A few hours beforehand, the EU had thanked China for its support during the crisis when it bought up debt from European countries and expressed its confidence in them.
Everyone knows that while it would not suit China either, it is fast getting to the stage where it could pull the plug, and economically we would all be in trouble.
So it was no small thing that the EU authorities decided to stand up to China and insist that no properly accredited journalists could be banned from the scheduled press conference.
Officially, it was cancelled because of time constraints. But the facts are fairly clear now. It apparently started at the entrance to the council building that houses the representatives of the member states.
Chinese officials vetted journalists entering and told the security guards that four of them from two Chinese language media were a security threat.
This was followed, ironically, by the Chinese journalists in question reciting the EU’s Charter of Fundamental Rights to the EU security guards: “The freedom and pluralism of the media shall be respected”.
Once the EU authorities had received security clearance for the journalists, they insisted on allowing them attend the press conference. The Chinese authorities retaliated by refusing to participate. Unfortunately – and probably in an attempt to prevent a major diplomatic incident – the EU representatives did not go ahead on their own to give an account of the EU-China summit and take questions.
Journalists from all over the world in Brussels to report on the EU and Europe were relieved and proud of the stance taken in defence of freedom of information and hope that a similar brave stance will be taken in future against other countries who try to manipulate such events.

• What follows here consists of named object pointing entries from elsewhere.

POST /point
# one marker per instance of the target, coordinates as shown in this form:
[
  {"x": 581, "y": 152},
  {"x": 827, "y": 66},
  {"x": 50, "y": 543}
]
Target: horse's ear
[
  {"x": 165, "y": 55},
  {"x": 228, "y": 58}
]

There have been incidents when Russian delegations carefully excluded certain media, instead taking a small cabal with them for a briefing after meetings with the EU. And last year in Prague US officials, having reluctantly agreed that US President Barack Obama would take part in a post- summit press conference with the EU officials, limited and choose the European journalists who could attend and decided who would ask questions.
In December, after the debacle of the Copenhagen climate change conference, stitched up by the US and China, the president talked to a small group of selected journalists who flew with him from the US, and the video version was broadcast to the hundreds of journalists from all over the world on TV screens in the press room some time later, when Obama was already over the Atlantic on his way home.
Those in power like to maintain control by limiting the amount of information given and delivering a story that fits their agenda.
Too frequently the difference between authoritarian and democratic regimes when it comes to honestly informing the public is a matter of extent.
The right to information must also be defended at national government and EU level, where all too often prime ministers try to cover up their past mistakes, bolster their pride or keep silent about their current plans by refusing to answer questions or spinning an untruth.
Hopefully, having taken a stand with mighty China, European leaders will observe this right more keenly themselves.